Nel tentativo di sviluppare un discorso coerente e in linea con le ricerche mediche del suo tempo sulla genesi della vita, Evola utilizza alcuni argomenti che presentano pure un significativo slittamento nel terreno delle teorie della razza, che all’epoca si erano già affacciate sullo scenario del dibattito “scientifico”.
Sostienecioè la natura umana dei mostri da un alto, ma dall’altro nel far questo partecipa all’elaborazione di una griglia interpretativa che tendegià a definire i gradi della specie umana in senso razziale e biologico, in linea con una tendenza che si svilupperà lungo l’Ottocento.Ancora una volta, insomma, com’era accaduto durante il Rinascimento e poi nell’età barocca e nel secolo dei Lumi, anche nel XIX secolo i “mostri” finiscono per mobilitare lo sforzo significativo degli intellettuali e delle nuove discipline scientifiche e mediche, che svelano più ampiamente i nuovi orientamenti culturali.
Questo volume intende analizzare un singolo aspetto della sfera del prodigioso, relativo ai parti mostruosi. Come furono interpretati, quali le persistenze e le trasformazioni nei quadri culturali di riferimento?
E perché la Sicilia?
Ciò su cui il libro prova a interrogarsi pertiene a un ben preciso ambito: quanto la cultura medico-scientifica dell’isola, ma anche quella ermetica e magica, abbiano contribuito in età moderna al più ampio sviluppo del discorso sui mostri.
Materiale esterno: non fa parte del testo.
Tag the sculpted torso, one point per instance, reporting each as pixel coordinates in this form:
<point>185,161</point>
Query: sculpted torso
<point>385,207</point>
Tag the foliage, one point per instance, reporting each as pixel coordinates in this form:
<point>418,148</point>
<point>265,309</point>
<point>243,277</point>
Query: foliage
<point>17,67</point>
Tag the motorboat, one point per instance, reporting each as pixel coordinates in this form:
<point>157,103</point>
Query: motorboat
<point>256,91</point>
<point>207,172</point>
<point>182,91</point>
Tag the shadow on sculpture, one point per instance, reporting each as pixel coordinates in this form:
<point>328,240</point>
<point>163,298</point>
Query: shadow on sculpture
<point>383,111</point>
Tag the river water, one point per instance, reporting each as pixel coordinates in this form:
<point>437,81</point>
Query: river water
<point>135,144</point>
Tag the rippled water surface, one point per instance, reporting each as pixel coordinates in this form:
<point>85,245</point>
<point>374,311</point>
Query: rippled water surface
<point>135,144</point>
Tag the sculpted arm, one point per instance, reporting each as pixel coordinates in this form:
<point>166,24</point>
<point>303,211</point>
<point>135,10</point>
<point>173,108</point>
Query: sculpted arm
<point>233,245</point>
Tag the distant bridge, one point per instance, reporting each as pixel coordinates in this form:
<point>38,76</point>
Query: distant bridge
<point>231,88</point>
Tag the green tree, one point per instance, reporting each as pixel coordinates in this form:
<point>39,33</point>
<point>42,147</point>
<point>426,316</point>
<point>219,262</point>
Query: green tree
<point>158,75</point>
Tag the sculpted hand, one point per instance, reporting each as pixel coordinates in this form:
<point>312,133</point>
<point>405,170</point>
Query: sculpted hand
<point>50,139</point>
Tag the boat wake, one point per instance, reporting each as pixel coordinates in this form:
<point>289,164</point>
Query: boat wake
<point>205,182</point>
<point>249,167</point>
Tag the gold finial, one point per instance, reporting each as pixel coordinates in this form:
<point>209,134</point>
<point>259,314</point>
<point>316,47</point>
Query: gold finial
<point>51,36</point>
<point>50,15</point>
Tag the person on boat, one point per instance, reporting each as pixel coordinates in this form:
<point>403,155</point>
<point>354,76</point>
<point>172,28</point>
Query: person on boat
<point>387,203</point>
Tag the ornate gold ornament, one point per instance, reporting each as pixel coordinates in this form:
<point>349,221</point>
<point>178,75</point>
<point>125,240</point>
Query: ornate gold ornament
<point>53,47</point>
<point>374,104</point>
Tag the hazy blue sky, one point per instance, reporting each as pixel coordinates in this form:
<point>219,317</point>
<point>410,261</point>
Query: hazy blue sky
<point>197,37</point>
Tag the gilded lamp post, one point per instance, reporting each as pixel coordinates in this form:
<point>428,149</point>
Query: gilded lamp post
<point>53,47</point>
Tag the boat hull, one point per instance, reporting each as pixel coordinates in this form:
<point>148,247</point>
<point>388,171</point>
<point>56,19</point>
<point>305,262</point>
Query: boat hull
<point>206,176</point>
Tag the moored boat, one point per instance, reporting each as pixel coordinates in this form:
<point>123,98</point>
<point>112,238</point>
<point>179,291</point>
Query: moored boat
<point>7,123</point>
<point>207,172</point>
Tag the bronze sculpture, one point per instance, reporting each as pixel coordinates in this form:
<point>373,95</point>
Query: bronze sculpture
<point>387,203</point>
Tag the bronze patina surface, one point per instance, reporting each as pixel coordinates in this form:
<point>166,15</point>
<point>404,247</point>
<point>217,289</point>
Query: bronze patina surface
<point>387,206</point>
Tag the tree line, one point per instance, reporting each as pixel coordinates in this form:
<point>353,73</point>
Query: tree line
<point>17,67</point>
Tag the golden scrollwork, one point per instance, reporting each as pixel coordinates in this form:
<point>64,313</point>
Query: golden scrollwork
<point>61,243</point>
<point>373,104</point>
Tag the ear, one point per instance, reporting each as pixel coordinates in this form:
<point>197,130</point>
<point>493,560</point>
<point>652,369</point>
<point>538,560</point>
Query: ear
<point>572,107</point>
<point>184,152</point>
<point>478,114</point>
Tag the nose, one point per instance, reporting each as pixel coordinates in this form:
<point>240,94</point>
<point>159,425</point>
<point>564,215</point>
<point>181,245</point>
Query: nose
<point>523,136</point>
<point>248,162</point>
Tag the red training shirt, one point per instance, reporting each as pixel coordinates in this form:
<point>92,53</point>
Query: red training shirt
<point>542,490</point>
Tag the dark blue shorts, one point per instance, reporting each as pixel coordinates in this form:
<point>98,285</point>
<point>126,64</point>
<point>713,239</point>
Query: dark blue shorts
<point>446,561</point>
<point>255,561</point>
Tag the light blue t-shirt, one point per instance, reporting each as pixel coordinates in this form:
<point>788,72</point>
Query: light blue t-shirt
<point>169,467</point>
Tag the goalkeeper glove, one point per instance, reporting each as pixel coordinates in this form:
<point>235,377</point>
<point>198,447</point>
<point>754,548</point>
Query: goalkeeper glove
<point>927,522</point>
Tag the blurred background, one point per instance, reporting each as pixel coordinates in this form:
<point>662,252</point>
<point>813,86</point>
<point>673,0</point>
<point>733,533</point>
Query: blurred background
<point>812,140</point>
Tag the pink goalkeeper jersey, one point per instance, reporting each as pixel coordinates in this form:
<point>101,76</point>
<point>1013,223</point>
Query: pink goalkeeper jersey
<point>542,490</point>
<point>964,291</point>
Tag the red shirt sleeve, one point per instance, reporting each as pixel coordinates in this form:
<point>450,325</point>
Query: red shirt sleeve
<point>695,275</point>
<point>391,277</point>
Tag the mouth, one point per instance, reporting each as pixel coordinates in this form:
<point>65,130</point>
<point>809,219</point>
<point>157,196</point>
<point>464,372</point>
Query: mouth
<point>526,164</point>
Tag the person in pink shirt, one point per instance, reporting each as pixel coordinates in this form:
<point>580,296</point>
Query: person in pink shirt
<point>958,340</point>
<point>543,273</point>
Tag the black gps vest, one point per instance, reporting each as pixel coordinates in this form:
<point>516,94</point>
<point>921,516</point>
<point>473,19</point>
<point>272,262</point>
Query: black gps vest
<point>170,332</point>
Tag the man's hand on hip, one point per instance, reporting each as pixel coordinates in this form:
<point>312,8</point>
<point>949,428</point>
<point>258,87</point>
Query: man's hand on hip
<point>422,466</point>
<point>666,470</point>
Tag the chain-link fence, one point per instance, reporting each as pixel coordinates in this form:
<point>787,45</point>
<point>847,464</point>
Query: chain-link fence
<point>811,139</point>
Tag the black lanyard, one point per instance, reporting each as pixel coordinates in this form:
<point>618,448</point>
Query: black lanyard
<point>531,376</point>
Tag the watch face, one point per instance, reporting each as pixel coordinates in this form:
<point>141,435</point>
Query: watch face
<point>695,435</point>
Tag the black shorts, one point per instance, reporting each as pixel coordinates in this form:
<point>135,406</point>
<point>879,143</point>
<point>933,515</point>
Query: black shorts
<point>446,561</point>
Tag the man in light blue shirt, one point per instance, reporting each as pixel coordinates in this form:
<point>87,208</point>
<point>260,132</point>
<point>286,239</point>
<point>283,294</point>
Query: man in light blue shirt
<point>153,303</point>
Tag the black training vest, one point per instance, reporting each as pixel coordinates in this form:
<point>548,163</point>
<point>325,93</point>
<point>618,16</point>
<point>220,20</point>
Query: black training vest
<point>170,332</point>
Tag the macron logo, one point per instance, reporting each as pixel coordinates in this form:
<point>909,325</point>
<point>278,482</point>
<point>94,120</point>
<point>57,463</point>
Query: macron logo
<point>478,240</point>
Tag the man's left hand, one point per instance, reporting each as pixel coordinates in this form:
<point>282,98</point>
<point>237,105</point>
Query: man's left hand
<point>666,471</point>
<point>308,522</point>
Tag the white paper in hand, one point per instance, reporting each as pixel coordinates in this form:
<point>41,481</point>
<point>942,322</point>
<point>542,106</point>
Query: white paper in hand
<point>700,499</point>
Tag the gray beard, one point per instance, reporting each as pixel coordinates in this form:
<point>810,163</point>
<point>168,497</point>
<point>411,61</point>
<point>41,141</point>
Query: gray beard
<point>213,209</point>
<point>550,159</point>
Nicola Cusumano recupera qui i dibattiti e il campo delle relazioni tra gli eruditi sul piano continentale, e prova a tracciare il filo conduttore dell’eziologia dei mostri, tenendo sempre fermo, quale punto di osservazione privilegiato, il cardine della temporalità, della ‘storicità’ cioè dei percorsi esplorati.
Percorsi che non possono più essere osservati sotto la lente deformante del logoro paradigma della ʻseparatezzaʼ della Sicilia, e che vanno dall’affermazione rinascimentale di una sensibilità medica tutt’altro che scevra dai condizionamenti teologici, ai contributi di studiosi del primo Ottocento, che approdavano pericolosamente al nuovo discorso sulle “razze”.